Kayla, it is important that you find out whether he has bipolar-1 (mood swings between depression and mania) or bipolar-2 (mood swings between depression and mild mania or normalcy). Your son is at risk of inheriting it. If so, onset is common between 18 and 30 but typically occurs about age 25.

Because you don't mention any mania occurring, you seem to be describing bipolar-2. If so, you should expect to see periods of strong depression occurring at the rate of once or twice a year. If the depressed period occurs as often as four times a year, it is called "rapid cycling." Significantly, bipolar-2 can be every bit as serious a problem as bipolar-1. Bipolar-2 is not labeled "2" because it is less serious but, rather, because it is different (i.e., the mania periods are very mild and may not even be noticeable).

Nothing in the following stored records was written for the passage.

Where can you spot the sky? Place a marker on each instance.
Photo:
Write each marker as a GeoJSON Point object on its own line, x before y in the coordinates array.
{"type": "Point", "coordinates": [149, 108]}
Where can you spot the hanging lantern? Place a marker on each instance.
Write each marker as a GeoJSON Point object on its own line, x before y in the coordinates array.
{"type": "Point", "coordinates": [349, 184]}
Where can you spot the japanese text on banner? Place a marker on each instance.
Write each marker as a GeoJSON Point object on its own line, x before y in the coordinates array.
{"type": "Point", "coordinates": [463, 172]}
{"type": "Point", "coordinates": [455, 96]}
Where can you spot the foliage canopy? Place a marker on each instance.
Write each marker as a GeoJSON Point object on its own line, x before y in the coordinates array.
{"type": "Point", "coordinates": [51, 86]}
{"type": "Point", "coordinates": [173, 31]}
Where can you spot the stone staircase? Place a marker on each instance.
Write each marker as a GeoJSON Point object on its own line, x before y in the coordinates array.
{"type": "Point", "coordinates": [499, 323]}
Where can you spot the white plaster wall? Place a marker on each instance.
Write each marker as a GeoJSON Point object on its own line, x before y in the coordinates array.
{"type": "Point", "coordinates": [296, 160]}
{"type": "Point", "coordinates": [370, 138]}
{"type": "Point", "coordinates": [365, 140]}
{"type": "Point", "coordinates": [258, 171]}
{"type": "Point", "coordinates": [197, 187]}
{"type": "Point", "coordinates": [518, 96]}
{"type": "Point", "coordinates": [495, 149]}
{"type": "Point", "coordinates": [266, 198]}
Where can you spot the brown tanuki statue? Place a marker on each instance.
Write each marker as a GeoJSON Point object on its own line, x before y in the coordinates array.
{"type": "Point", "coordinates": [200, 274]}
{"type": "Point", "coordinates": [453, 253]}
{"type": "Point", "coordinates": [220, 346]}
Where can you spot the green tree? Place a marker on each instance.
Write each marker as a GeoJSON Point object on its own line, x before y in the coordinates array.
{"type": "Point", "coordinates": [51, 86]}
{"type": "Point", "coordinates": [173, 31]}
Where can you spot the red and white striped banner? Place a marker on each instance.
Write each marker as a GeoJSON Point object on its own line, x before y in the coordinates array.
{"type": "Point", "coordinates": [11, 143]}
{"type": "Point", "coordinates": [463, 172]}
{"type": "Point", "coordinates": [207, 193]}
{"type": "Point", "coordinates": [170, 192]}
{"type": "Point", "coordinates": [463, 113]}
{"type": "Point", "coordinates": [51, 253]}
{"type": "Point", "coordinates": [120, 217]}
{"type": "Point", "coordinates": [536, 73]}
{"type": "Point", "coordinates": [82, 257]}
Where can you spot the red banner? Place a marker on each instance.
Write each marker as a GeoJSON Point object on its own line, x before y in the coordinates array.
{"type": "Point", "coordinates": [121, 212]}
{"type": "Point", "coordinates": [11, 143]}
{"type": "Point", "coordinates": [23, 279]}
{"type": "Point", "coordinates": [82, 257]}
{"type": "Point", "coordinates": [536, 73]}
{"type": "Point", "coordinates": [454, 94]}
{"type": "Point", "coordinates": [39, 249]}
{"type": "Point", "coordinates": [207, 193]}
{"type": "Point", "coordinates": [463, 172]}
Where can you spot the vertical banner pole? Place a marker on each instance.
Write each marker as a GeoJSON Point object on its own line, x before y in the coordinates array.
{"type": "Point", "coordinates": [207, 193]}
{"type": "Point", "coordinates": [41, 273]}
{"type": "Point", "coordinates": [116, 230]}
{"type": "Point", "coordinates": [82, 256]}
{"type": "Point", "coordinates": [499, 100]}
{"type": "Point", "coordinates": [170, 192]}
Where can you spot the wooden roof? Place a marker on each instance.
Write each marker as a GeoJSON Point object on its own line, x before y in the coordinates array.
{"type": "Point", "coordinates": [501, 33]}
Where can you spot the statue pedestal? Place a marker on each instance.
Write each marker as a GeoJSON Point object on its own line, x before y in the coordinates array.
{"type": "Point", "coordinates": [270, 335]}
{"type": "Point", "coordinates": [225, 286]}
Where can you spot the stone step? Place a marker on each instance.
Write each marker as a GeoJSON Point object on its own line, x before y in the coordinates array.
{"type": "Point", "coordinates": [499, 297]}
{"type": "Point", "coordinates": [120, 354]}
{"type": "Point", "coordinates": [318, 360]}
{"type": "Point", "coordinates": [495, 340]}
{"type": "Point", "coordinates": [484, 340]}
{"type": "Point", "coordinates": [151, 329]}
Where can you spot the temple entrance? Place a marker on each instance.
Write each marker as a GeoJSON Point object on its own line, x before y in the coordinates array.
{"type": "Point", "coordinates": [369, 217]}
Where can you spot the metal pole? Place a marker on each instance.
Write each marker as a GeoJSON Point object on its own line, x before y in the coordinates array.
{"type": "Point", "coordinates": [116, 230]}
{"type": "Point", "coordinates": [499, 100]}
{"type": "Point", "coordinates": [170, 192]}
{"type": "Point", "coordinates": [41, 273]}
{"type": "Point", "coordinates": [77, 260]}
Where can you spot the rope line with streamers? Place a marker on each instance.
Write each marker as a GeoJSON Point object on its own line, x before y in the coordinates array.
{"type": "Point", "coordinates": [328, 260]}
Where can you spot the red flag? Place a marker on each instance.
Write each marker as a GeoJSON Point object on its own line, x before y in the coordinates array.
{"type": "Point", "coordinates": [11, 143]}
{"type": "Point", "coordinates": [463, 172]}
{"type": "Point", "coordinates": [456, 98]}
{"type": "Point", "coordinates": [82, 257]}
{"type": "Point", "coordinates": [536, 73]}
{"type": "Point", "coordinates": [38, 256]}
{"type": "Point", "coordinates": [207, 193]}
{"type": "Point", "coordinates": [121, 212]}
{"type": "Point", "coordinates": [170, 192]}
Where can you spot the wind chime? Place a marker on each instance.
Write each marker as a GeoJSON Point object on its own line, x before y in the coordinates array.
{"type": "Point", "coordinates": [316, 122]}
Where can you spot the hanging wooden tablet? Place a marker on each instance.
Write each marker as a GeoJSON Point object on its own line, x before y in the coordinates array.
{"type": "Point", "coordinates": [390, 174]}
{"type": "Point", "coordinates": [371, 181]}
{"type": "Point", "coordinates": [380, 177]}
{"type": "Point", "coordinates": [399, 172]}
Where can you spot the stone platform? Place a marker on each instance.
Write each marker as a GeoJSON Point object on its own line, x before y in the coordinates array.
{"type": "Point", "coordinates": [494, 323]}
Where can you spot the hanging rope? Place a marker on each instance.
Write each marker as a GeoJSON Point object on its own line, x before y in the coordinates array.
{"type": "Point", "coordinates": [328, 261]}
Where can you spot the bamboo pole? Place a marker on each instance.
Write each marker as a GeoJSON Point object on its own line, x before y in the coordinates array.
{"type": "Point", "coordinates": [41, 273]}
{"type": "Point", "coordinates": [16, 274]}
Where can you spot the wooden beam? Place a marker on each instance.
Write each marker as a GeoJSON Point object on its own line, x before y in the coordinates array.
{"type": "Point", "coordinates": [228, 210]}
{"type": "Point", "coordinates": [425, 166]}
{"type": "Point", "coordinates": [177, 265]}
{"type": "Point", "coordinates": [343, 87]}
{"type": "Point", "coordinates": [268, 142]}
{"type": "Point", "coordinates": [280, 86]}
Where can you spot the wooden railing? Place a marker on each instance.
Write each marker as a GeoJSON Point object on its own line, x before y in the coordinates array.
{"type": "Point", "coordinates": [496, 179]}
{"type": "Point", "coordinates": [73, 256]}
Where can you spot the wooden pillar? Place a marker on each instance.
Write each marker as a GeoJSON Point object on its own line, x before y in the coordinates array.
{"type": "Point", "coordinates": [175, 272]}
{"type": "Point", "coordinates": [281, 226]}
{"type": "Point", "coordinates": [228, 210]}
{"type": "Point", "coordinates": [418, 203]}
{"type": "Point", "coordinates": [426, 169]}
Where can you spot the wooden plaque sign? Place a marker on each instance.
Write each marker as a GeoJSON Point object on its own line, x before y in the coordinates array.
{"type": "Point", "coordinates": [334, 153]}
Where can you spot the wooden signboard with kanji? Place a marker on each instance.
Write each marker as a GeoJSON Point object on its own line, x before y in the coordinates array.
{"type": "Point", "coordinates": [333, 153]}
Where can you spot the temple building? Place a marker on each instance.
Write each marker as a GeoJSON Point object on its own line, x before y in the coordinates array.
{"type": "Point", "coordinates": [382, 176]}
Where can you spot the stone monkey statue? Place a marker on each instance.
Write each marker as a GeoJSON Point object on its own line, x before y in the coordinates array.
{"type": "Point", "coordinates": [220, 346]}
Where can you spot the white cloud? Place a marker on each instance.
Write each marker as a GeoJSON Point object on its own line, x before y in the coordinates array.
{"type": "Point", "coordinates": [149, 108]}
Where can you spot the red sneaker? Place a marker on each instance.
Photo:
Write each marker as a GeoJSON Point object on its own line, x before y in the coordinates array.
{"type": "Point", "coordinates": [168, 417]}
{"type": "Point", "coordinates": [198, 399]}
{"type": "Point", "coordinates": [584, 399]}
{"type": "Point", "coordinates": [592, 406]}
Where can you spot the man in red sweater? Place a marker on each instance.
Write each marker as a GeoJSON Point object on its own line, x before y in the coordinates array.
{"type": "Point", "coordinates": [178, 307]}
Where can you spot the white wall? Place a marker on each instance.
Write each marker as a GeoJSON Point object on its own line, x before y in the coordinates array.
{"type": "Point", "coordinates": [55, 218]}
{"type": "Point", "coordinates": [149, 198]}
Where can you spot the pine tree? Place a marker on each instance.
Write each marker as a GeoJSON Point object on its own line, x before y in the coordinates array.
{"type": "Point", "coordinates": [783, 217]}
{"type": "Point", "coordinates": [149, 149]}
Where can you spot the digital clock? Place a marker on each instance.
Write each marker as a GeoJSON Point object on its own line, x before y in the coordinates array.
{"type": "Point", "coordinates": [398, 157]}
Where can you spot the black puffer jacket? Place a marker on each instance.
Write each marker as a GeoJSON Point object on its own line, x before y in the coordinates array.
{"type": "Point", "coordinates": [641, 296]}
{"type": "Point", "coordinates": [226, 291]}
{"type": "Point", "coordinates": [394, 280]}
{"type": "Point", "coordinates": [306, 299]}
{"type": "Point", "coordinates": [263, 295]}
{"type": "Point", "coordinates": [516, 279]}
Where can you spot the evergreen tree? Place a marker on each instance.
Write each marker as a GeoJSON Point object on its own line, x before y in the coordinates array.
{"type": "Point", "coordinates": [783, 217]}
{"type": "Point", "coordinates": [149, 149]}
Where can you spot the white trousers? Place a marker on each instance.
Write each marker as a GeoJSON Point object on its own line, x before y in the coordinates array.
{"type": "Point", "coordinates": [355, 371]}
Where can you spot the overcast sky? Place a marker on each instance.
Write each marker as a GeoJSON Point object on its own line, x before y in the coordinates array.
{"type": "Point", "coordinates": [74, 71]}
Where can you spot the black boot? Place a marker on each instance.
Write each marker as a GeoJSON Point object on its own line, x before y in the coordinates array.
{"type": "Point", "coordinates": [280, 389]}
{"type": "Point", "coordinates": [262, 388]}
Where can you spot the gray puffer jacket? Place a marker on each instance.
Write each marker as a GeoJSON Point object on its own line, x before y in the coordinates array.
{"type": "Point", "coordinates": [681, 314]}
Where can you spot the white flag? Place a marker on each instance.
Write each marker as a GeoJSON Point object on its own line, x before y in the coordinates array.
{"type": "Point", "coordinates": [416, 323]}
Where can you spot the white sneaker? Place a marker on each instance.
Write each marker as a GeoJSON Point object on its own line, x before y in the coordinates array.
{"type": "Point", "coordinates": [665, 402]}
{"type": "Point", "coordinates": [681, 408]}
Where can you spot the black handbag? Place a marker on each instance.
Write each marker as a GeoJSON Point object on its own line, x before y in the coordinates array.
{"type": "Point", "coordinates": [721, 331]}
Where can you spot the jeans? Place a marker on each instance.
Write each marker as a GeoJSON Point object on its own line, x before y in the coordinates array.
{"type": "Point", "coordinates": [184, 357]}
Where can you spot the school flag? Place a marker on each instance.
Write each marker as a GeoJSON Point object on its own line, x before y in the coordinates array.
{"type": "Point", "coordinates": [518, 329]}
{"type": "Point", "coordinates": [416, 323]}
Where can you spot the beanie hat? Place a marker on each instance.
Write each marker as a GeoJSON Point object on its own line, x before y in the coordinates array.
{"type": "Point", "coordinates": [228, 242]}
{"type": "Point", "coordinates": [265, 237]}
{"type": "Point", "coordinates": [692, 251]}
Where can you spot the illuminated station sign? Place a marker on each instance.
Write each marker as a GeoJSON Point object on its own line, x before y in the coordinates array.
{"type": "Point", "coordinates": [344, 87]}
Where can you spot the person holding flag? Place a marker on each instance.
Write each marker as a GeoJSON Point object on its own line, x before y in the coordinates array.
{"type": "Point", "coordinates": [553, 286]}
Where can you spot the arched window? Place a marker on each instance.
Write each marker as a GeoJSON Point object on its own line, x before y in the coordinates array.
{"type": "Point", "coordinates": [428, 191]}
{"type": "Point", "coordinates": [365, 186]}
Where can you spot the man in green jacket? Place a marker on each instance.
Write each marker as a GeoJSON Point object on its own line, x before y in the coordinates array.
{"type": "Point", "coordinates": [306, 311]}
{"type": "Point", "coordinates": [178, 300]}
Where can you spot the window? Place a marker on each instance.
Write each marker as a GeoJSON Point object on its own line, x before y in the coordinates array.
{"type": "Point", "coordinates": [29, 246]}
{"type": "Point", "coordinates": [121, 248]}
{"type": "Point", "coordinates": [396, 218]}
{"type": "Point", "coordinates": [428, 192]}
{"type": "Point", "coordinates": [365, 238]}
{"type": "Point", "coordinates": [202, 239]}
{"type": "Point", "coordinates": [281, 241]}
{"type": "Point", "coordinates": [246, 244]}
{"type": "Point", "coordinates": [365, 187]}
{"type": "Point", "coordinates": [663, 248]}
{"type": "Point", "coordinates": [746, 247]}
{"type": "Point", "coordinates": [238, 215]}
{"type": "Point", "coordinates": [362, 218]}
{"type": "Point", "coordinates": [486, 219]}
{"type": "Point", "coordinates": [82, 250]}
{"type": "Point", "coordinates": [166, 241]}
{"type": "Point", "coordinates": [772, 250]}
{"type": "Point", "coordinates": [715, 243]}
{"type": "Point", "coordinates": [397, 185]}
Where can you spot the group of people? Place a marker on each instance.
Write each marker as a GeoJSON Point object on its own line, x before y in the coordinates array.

During these depressed periods, your H likely will be very irritable, will want to sleep a lot (to avoid dealing with his unhappy life), and will frequently complain about how unhappy he is with you. That behavior almost certainly will occur no matter what you do.

These past few years haven't been so good.
Given that your H is 27, it is not surprising that your marriage started failing three years ago. As noted above, the onset of bipolar typically occurs at age 25.

I don't know what to say or do to make my marriage better and to work.
If your H is an untreated bipolar sufferer, there likely is nothing you can do to make your marriage better as long as he refuses treatment. Indeed, his behavior likely will get worse with age as long as he is untreated.